Se per Marcel Proust la burrosa madeleine fu il sapore che nascose la memoria dell’infanzia, per Charles Dickens fu il lucido da scarpe. Sì, proprio quello che serviva ai gentleman inglesi a rendere impeccabili le loro calzature. Perché lui a undici anni trascorreva le sue giornate a inalarlo mentre lo imbottigliava e lo etichettava in un lurido capannone, nel bel mezzo di Londra e nel bel mezzo dell’era vittoriana.

Soffrì come soffrono i bambini, e quindi tantissimo.
Nottetempo gli tolsero la serenità dei valori borghesi: un babbo, una mamma, un bel po’ di fratellini, una bella casa, cibo in abbondanza per sfamare tutte quelle bocche e istruzione.
Istruzione.
Amava andare a scuola, il piccolo Charles, ed era bravo e avrebbe voluto fare solo quello, studiare.
Ma un bel giorno i gendarmi arrivarono alla porta di casa e si portarono via quel campione del padre, che pensava di essere chissà chi ed era una mezza tacca, uno che voleva vivere ben al di sopra dei propri mezzi. Accumulò debiti. E per questo finì in galera.
Debtors’ prison. Ecco cos’era. E Charles andava pure a trovarlo, questo padre incosciente, che gli aveva piazzato sul groppone tutte quelle bocche da sfamare. E  le sfamò. Andò a lavorare nella fabbrica di un parente e per ore interminabili, come interminabile fu il suo dolore mentre incollava etichette sulle bottiglie di lucido da scarpe. Interminabile ma non invincibile, al contrario.

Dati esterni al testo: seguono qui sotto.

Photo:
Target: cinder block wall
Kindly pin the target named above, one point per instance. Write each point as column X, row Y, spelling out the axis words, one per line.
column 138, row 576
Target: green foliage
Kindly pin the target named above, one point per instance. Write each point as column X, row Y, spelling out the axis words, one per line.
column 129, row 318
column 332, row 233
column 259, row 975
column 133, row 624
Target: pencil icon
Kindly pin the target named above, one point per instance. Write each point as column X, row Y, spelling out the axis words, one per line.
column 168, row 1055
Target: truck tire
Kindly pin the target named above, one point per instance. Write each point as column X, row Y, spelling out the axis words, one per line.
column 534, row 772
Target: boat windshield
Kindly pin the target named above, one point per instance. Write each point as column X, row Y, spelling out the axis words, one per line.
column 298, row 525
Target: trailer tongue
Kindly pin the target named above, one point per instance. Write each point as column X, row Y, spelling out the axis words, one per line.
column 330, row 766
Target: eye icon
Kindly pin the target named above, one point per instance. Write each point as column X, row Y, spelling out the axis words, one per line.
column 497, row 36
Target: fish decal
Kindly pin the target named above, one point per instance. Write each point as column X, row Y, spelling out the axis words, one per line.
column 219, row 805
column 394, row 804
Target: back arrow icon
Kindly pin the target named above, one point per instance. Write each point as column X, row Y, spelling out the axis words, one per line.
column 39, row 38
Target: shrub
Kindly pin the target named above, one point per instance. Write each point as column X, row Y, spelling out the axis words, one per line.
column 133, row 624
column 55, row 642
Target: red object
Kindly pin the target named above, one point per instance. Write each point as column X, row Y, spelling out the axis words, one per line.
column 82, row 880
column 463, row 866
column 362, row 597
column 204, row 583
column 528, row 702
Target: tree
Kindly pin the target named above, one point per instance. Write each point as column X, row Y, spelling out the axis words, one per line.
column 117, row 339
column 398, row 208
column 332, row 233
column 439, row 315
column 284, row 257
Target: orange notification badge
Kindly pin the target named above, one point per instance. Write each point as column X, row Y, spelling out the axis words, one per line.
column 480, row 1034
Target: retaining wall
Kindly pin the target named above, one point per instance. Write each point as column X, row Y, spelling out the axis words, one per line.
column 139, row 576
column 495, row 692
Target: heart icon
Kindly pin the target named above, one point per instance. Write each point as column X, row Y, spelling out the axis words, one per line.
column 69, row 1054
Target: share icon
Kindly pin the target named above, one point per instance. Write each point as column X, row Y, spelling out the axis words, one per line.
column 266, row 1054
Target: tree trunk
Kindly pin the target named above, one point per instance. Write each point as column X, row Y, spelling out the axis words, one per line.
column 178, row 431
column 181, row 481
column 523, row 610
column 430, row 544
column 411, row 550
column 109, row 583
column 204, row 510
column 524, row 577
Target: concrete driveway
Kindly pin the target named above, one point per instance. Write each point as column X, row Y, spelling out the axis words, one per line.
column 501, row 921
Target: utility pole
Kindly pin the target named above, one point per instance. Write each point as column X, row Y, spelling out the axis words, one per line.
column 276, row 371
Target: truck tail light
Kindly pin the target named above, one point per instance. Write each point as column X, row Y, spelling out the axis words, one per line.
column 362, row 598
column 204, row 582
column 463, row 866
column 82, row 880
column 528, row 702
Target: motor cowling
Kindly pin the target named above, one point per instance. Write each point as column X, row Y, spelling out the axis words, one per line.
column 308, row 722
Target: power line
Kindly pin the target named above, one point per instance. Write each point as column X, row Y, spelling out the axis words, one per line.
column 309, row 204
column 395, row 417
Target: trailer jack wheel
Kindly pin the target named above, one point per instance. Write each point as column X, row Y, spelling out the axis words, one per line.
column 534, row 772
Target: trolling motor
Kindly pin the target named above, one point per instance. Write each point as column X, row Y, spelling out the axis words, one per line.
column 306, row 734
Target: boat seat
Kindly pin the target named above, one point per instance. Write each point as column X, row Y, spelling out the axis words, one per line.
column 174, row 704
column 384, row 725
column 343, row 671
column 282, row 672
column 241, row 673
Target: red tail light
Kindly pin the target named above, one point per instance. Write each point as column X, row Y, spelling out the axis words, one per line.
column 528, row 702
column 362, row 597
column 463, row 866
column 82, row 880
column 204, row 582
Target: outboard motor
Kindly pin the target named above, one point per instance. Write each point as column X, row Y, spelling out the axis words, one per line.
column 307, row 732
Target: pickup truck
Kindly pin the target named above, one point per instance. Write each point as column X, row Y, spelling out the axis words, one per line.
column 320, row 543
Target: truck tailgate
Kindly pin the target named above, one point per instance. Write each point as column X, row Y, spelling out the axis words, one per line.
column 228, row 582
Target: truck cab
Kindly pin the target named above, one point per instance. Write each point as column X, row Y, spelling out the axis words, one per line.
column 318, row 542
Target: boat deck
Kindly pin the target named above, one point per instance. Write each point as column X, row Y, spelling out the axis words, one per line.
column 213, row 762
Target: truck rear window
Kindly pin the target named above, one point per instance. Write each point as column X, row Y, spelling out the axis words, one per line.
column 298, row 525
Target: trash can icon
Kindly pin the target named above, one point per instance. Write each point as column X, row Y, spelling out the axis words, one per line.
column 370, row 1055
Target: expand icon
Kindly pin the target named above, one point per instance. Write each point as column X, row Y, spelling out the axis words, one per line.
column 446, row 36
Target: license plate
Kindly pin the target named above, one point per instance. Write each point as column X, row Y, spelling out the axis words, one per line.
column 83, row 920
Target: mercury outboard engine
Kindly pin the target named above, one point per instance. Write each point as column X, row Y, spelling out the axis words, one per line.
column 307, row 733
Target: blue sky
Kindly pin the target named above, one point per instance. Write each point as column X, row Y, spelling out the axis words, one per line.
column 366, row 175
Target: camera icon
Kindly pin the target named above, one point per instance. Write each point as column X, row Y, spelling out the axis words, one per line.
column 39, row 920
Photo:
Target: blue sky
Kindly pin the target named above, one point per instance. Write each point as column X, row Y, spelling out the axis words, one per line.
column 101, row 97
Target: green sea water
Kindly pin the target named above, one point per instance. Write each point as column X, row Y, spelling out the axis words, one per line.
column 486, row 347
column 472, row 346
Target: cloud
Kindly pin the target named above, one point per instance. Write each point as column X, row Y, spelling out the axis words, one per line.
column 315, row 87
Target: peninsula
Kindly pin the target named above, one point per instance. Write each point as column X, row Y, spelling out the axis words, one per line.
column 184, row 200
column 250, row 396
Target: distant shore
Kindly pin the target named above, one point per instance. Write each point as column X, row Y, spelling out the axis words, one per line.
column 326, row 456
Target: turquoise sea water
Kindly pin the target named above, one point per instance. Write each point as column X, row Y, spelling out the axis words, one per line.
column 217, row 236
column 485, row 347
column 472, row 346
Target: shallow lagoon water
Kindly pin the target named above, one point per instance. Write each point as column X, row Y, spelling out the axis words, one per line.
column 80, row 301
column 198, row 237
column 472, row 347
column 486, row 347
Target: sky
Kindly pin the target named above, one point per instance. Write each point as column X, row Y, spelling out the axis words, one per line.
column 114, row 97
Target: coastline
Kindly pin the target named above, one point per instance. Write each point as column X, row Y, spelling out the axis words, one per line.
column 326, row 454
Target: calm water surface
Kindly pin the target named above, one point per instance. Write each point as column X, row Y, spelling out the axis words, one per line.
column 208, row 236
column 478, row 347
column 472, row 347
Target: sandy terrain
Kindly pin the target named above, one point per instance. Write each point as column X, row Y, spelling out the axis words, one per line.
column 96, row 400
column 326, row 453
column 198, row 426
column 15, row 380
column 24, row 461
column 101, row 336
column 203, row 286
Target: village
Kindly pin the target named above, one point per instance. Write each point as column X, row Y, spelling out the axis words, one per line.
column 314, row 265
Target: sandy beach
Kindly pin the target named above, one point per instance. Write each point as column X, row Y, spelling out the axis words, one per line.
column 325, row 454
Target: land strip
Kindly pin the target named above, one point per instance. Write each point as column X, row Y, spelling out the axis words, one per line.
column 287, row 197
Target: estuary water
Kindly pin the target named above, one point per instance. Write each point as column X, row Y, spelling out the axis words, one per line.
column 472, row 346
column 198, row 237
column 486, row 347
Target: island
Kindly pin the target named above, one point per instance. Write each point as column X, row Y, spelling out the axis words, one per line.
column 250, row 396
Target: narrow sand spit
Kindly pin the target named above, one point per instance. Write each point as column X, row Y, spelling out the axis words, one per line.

A vent’anni aveva già risalito la china, era riemerso dall’abisso tirandosi dietro l’intero nucleo famigliare. Divenne prima giornalista parlamentare e poi romanziere.
I suoi romanzi ebbero un successo strepitoso.
A Christmas Carol forgiò una volta per tutte l’estetica del Natale nell’immaginario collettivo ;
Oliver Twist servì a denunciare le condizioni disumane delle workhouse:
Child as he was, he was desperate with hunger, and reckless with misery.
Lui sapeva cosa voleva dire essere disperato per la fame ed era la dimostrazione di come la miseria possa rendere temerari.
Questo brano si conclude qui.